Le pouvoir d’achat, c’est pas pour tout le monde…

Macron avait promis que les patrons du CAC 40 crouleraient sous les milliards. C’est chose faite !

Une étude du cabinet Proxinvest révèle l'explosion des rémunérations des grands patrons français en 2017. Les PDG du CAC 40 ont touché en moyenne 5,1 millions d’euros, soit un bond de 14 %, sans compter les stock-options et primes en tout genre, comme par exemple les primes de performance et parachutes dorés récompensant leurs « prises de risques ». Alors qu’en 2016 les rémunérations des PDG vedettes avaient reculé de 9 %, elles sont nettement reparties à la hausse en 2017, grâce à l’embellie économique et la hausse des marchés boursiers, bien aidé par les réformes Macron en faveur des plus riches.
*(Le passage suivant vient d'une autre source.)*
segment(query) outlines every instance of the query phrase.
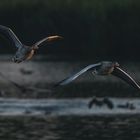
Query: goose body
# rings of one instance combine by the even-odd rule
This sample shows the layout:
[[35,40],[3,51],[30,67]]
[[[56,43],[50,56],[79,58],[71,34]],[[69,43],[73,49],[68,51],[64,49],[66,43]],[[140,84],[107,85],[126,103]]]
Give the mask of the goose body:
[[119,66],[118,62],[111,62],[111,61],[102,61],[96,64],[88,65],[87,67],[83,68],[79,72],[73,74],[72,76],[60,81],[55,86],[62,86],[67,85],[77,79],[79,76],[81,76],[85,72],[92,72],[92,74],[95,75],[114,75],[116,77],[119,77],[120,79],[127,82],[129,85],[132,85],[136,89],[140,89],[140,86],[138,83],[124,70],[122,70]]
[[55,40],[62,39],[61,36],[49,36],[45,37],[42,40],[36,42],[31,46],[27,46],[21,43],[15,33],[8,27],[0,25],[0,33],[2,33],[5,37],[9,39],[13,43],[13,45],[17,48],[17,51],[12,58],[12,60],[16,63],[20,63],[24,60],[29,60],[33,57],[35,50],[39,49],[39,47],[44,42],[53,42]]

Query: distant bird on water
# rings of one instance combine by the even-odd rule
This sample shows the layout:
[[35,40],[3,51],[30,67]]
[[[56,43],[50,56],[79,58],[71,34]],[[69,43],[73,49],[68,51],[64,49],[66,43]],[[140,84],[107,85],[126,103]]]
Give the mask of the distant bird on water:
[[53,42],[55,40],[62,39],[61,36],[49,36],[46,38],[43,38],[42,40],[36,42],[35,44],[31,46],[26,46],[20,42],[18,37],[14,34],[14,32],[3,25],[0,25],[0,33],[2,33],[5,37],[11,41],[14,46],[18,49],[15,56],[13,57],[13,61],[15,63],[20,63],[24,60],[29,60],[33,57],[35,50],[39,49],[39,47],[44,43],[44,42]]
[[55,86],[67,85],[87,71],[91,71],[93,75],[105,76],[105,75],[112,74],[116,77],[121,78],[122,80],[127,82],[129,85],[132,85],[134,88],[140,89],[140,86],[137,84],[137,82],[119,67],[118,62],[111,62],[111,61],[102,61],[96,64],[91,64],[83,68],[79,72],[73,74],[72,76],[60,81]]
[[103,105],[107,105],[109,109],[114,108],[113,102],[109,98],[98,99],[96,97],[92,98],[92,100],[88,104],[88,108],[91,108],[93,105],[102,107]]

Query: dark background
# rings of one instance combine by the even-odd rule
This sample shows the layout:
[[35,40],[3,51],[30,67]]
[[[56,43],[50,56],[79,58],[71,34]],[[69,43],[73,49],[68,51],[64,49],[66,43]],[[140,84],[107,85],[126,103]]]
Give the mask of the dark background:
[[[140,59],[138,0],[1,0],[0,24],[10,27],[26,45],[49,35],[64,37],[42,47],[40,54]],[[15,52],[2,36],[0,39],[1,54]]]

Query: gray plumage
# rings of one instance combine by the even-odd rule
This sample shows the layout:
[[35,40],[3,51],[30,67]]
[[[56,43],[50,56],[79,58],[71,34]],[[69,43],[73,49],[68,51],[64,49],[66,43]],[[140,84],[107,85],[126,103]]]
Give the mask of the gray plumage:
[[36,42],[31,46],[27,46],[22,44],[18,37],[15,35],[15,33],[8,27],[0,25],[0,33],[7,37],[9,41],[11,41],[11,43],[13,43],[14,46],[17,48],[17,51],[12,59],[16,63],[31,59],[34,55],[35,50],[37,50],[39,46],[41,46],[44,42],[53,42],[55,40],[62,39],[61,36],[57,35],[49,36],[43,38],[42,40]]
[[121,78],[136,89],[140,89],[140,86],[137,84],[137,82],[129,74],[122,70],[117,62],[111,61],[102,61],[97,64],[89,65],[79,72],[73,74],[72,76],[60,81],[58,84],[56,84],[56,86],[67,85],[87,71],[91,71],[93,75],[105,76],[112,74],[116,77]]

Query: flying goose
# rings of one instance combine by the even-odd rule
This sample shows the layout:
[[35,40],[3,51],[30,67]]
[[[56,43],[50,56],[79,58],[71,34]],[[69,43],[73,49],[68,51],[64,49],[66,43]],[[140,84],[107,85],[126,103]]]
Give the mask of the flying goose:
[[128,84],[132,85],[136,89],[140,89],[140,86],[136,83],[136,81],[119,67],[118,62],[111,62],[111,61],[102,61],[102,62],[99,62],[96,64],[88,65],[87,67],[83,68],[76,74],[60,81],[55,86],[67,85],[87,71],[91,71],[93,75],[105,76],[105,75],[112,74],[116,77],[121,78],[122,80],[124,80]]
[[39,49],[39,47],[44,42],[53,42],[55,40],[62,39],[61,36],[49,36],[46,38],[43,38],[42,40],[36,42],[35,44],[31,46],[26,46],[20,42],[18,37],[14,34],[14,32],[3,25],[0,25],[0,33],[2,33],[5,37],[7,37],[17,48],[17,51],[15,53],[15,56],[13,57],[13,61],[16,63],[20,63],[24,60],[29,60],[33,57],[35,50]]

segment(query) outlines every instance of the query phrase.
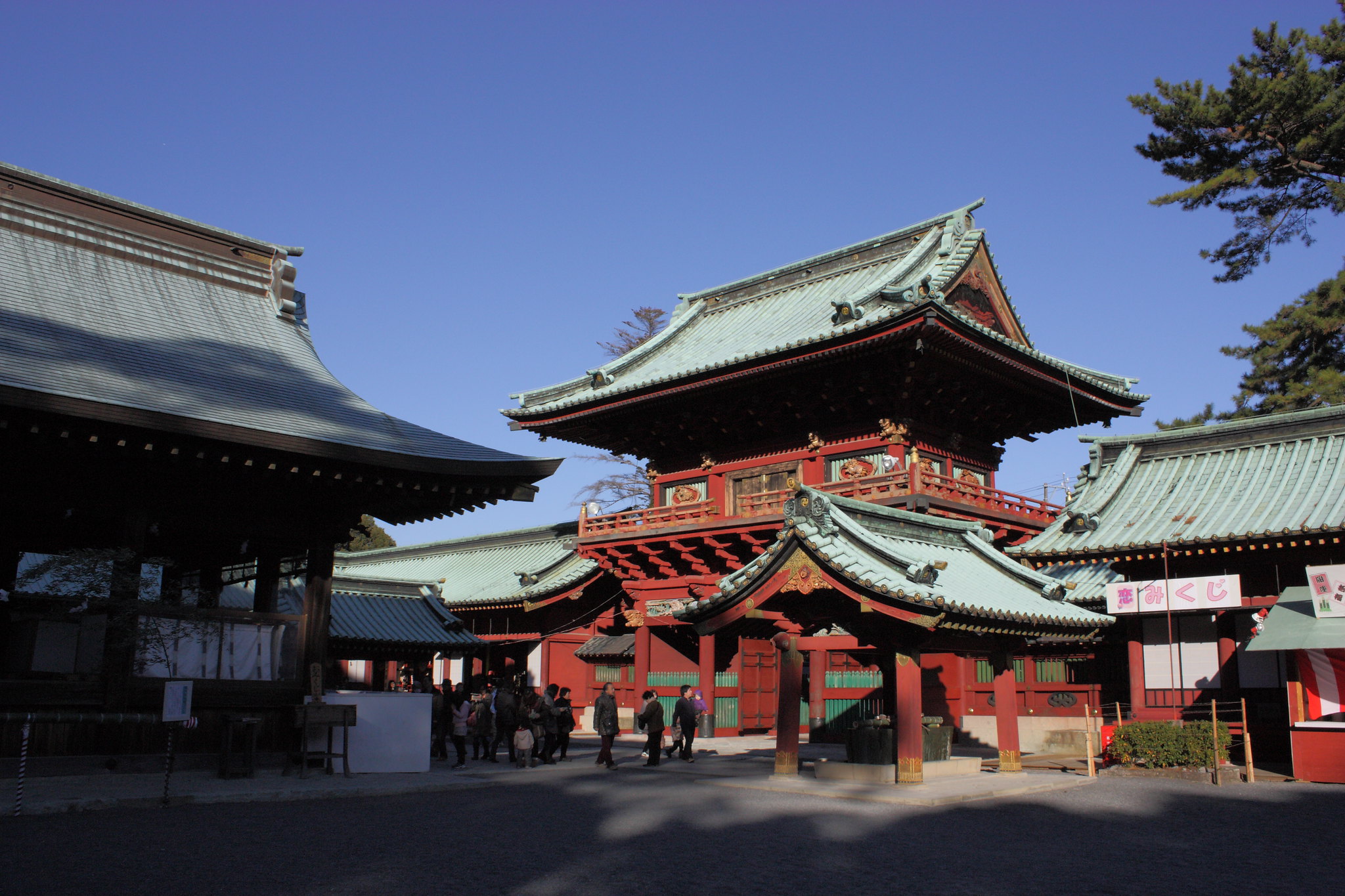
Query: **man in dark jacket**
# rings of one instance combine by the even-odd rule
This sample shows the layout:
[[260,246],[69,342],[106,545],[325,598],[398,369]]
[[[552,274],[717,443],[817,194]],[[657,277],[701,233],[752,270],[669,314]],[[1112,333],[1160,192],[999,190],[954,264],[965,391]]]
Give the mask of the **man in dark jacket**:
[[542,725],[542,762],[547,766],[555,764],[555,744],[560,743],[560,716],[561,711],[555,708],[555,695],[561,692],[561,685],[549,684],[546,690],[542,692],[542,700],[537,704],[537,712],[541,716],[538,721]]
[[616,768],[612,759],[612,742],[621,733],[621,724],[616,719],[616,685],[608,681],[603,685],[603,693],[593,701],[593,731],[603,739],[603,748],[597,751],[597,766]]
[[518,731],[518,697],[508,682],[495,689],[495,740],[491,742],[491,762],[499,762],[495,754],[500,742],[508,746],[508,760],[514,758],[514,732]]
[[648,740],[644,743],[644,752],[650,756],[644,764],[656,766],[659,764],[659,746],[663,743],[663,704],[659,703],[658,695],[652,690],[646,690],[642,699],[644,700],[644,709],[640,711],[638,717],[648,733]]
[[[682,743],[679,754],[682,762],[695,762],[691,758],[691,740],[695,737],[695,707],[691,705],[691,685],[682,685],[682,696],[672,707],[672,727],[678,729],[678,740]],[[672,748],[668,748],[668,758],[672,758]]]

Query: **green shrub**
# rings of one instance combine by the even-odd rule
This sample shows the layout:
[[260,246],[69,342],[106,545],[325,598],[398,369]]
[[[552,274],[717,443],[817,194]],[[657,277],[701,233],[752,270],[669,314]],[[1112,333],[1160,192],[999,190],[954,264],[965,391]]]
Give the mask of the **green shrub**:
[[[1131,721],[1116,728],[1107,755],[1127,766],[1213,766],[1215,743],[1208,721]],[[1228,759],[1228,723],[1219,723],[1219,758]]]
[[[1185,739],[1186,750],[1182,758],[1184,766],[1213,766],[1215,764],[1215,743],[1209,736],[1210,723],[1208,721],[1188,721],[1181,729]],[[1219,759],[1228,759],[1228,723],[1219,723]]]
[[1181,728],[1167,721],[1131,721],[1116,728],[1107,755],[1150,768],[1180,766],[1186,755]]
Le vol organisé par le système capitaliste est mortifère

Pour se représenter l’augmentation des salaires des patrons des grands groupes, il faut se figurer qu’ils touchent 240 fois le SMIC ou bien en une heure, l’équivalent d’un mois de salaire d’un intérimaire qui trime sur une ligne de montage de l’automobile. Les médias au service du capital nous parlent d’embellie économique, alors qu’en réalité, tous ces milliards sont le fruit de l’exploitation, des fermetures d’usines et des plans de licenciement. Ces milliards permettent aussi de développer des méthodes qui imposent des gains de productivité et un temps record. Aucun profit ne se fait sans que les entreprises en fassent un gain énorme, et que le droit d’entreprendre empiète sur celui des travailleurs. Pourtant, ce sont eux seuls qui peuvent faire tourner la société. Les travailleurs étant créateurs de plus-value, les salariés sont devenus l’objet de l’esclavage salarial : les dirigeants ne font que mettre en place un massacre des ouvriers et c’est cela que le système glorifie. Le nombre de suppressions d’emplois fait gonfler les actions en bourse et le rachat d’une entreprise ne se réalise qu’avec le licenciement de la moitié des salariés. Les patrons, ainsi victorieux, s’octroient des millions de primes.

Au-delà de ces sommes gigantesques attribuées aux dirigeants et aux patrons, notre plan d’action contre l’exploitation doit être à la hauteur. Pour cela, nous devons organiser la lutte avec des syndicats de lutte de classe et anti-bureaucratiques, afin de rompre le dialogue social qui n’est rien d’autre que la collaboration avec l’ennemi historique de la classe des travailleurs.